“Trump might be a liar, but the U.S. military isn’t,” Bret Stephens wrote in his Saturday New York Times column. The layers of attempted deception and self-deception would have been funny if he hadn’t been trying to get people killed.
Obviously, first of all, the United States military is a habitual liar, with generations of lies behind it and more lies to come, till we beat our swords into plowshares and yoke our public-affairs officers to the plows to turn over the earth for our peace gardens. The military lied about Pat Tillman; it lied about Jessica Lynch; it lies about what its airstrikes hit on purpose and what they hit by accident. It lied last month about covering up the name of the U.S.S. John McCain to protect Donald Trump’s feelings. The Nixon administration dragged the New York Times all the way to the Supreme Court over the question of whether the Times could publish the Pentagon Papers, which documented that more or less everything the United States military had said about the Vietnam War was a lie.

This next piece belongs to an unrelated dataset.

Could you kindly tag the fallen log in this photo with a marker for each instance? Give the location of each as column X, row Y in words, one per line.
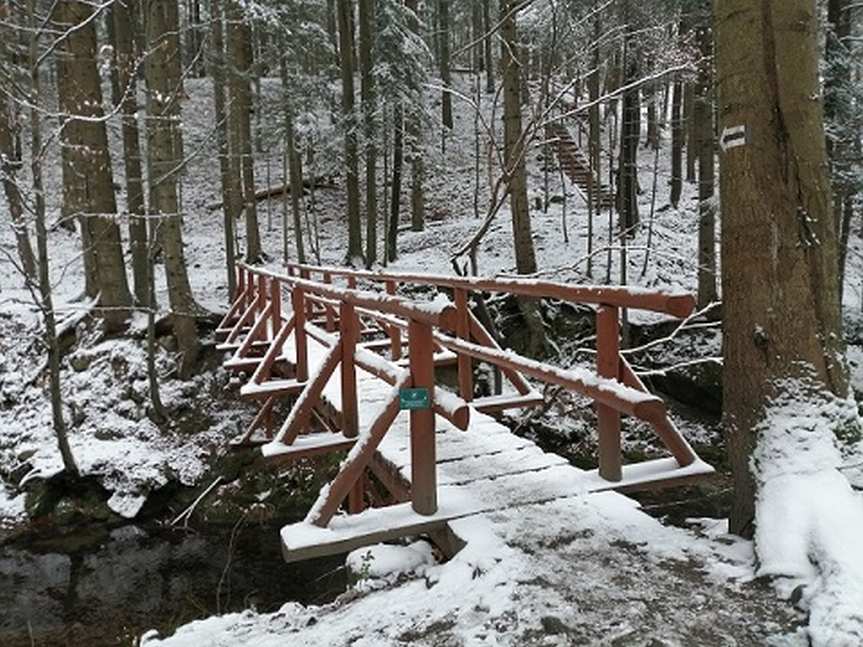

And now a New York Times columnist was stating, as an axiom, that the United States military tells the truth. Stephens was trying to put several shaky claims across at once: the Navy’s claim to have video of Iranian ships de-mining one of the oil tankers damaged by explosions last week, the Trump administration’s claim that this was proof of Iranian aggression in the Persian Gulf, and the claim, or wish, of war-hungry Never Trumpers like Bret Stephens that their pet project of starting armed conflict with Iran can be separated from the administration that is trying to bring it about.
The last point is the easiest to set aside: the only difference between Donald Trump pushing for war with Iran and Bret Stephens pushing for war with Iran is that Trump is a more credible and reasoned voice on the subject than Stephens is. It’s true that the president has idiotically set about making relations with Iran worse, for reasons he vaguely heard on TV and because the whole field of foreign relations bores and confuses him. But Trump’s belligerence is shaped by his old draft-dodger’s fear of getting involved in a real official war; his bloodiest military policy has been to sit back and let the armed forces and the C.I.A. ramp up Bush and Obama’s shadow wars, minus the supervision.
Bret Stephens, on the other hand, a more ruthless and repulsive kind of warmonger: the kind who supported the invasion of Iraq, denied the failure and atrocity as it unfolded, and never had to pay any price for it. A decade in, he was still praising the righteousness of the decision. His voice—its false moral clarity and false strategic certainty—is the voice of the people who broke the world last time around, and who want to do it again.
These people consider themselves very serious people, and they want truly serious things to be done, but their position is fundamentally childish. The stories they tell are fantastical: “It’s hard to believe,” Stephens wrote, “it was just a coincidence that the attacks on the ships, one of which was Japanese, coincided with the visit to Tehran by Prime Minister Shinzo Abe of Japan.” Yes, who wouldn’t mark major diplomatic meetings with another country by launching badly concealed covert military attacks against that country’s shipping? But this just proved, to Stephens, that it was the work of Iranian hardliners seeking to “sabotage” diplomacy.
The wicked are confounding and deceitful; the virtuous are strong and honest. This is the story Stephens told to open his column, to describe the ease and necessity of using American force to put Iran in its place:
On April 14, 1988, the U.S.S. Samuel B. Roberts, a frigate, hit an Iranian naval mine while sailing in the Persian Gulf. The explosion injured 10 of her crew and nearly sank the ship. Four days later, the U.S. Navy destroyed half the Iranian fleet in a matter of hours. Iran did not molest the Navy or international shipping for many years thereafter.
Simple enough! Here’s the part he left out: less than three months later—with that one supposedly decisive assault having failed to pacify the Persian Gulf—Iran Air Flight 655 took off from Bandar Abbas, on its way to Dubai. The captain and crew of the U.S.S. Vincennes, patrolling the Strait of Hormuz, somehow decided that the civilian Airbus A300, flying its normal passenger route in its normal manner, was a hostile aircraft, and opened fire with surface-to-air missiles.
Two hundred ninety people were killed. Sixty-six of them were children. The Navy awarded the Vincennes captain the Legion of Merit for his work in the Persian Gulf.
The U.S. military lied about the Flight 655 incident too, and when it wasn’t lying, it offered stories that made no sense. To talk about that, though, would be to admit that war is neither good nor easy, and that history is something more than a series of patriotic slogans and assertions. It would mean that if Bret Stephens did get the new war he wants with Iran, he’d be responsible for the people it kills.